This repository provides a framework for language-guided robot skill acquisition, enabling robots to learn new tasks from natural language instructions without expert demonstrations or manual supervision. It is designed for researchers and engineers in robotics and AI interested in efficient, scalable robot learning.
How It Works
The framework employs a data generation pipeline that leverages language models to create diverse, labeled robot trajectories. It utilizes a hierarchical approach with nested trajectories and exploration task trees to manage complexity. Seeded variation and language model queries are used to generate rich data, which is then used to train language-conditioned diffusion policies.
Quick Start & Requirements
- Install: The README does not provide a specific installation command but mentions the use of Hydra for configuration.
- Prerequisites: Ubuntu 18.04, 20.04, or 22.04; NVIDIA GPUs (tested on GTX 1080, RTX A6000, RTX 3080, RTX 3090).
- Resources: Requires significant computational resources for data generation and policy training.
- Links: Project Page, Arxiv, Video
Highlighted Details
- Language-guided data generation and diffusion policy training.
- No expert demonstrations, manual reward supervision, or manual language annotation required.
- Hierarchical actions and policies, exploration task trees, and seeded variation for data diversity.
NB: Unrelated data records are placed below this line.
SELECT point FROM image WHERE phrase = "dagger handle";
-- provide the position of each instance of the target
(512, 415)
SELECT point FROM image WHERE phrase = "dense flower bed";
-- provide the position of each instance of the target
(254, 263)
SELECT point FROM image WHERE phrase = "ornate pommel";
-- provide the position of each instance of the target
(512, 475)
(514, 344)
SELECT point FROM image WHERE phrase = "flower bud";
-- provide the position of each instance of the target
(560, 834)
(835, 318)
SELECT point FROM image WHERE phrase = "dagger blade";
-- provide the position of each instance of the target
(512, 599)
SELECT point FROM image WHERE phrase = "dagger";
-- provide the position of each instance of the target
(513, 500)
- Utilizes language model queries for data labeling and control.
Maintenance & Community
- Supported by Google Research Award, NSF Awards #2143601 and #2132519.
- Mentions contributions from various individuals and projects, indicating active development and community engagement.
- Contact: huy [at] cs [dot] columbia [dot] edu for questions.
Licensing & Compatibility
- The repository does not explicitly state a license in the provided README snippet. Further investigation into the repository's files is required.
Limitations & Caveats
- The README does not detail specific limitations or known issues. The framework's complexity and reliance on language models may introduce challenges in robustness and interpretability.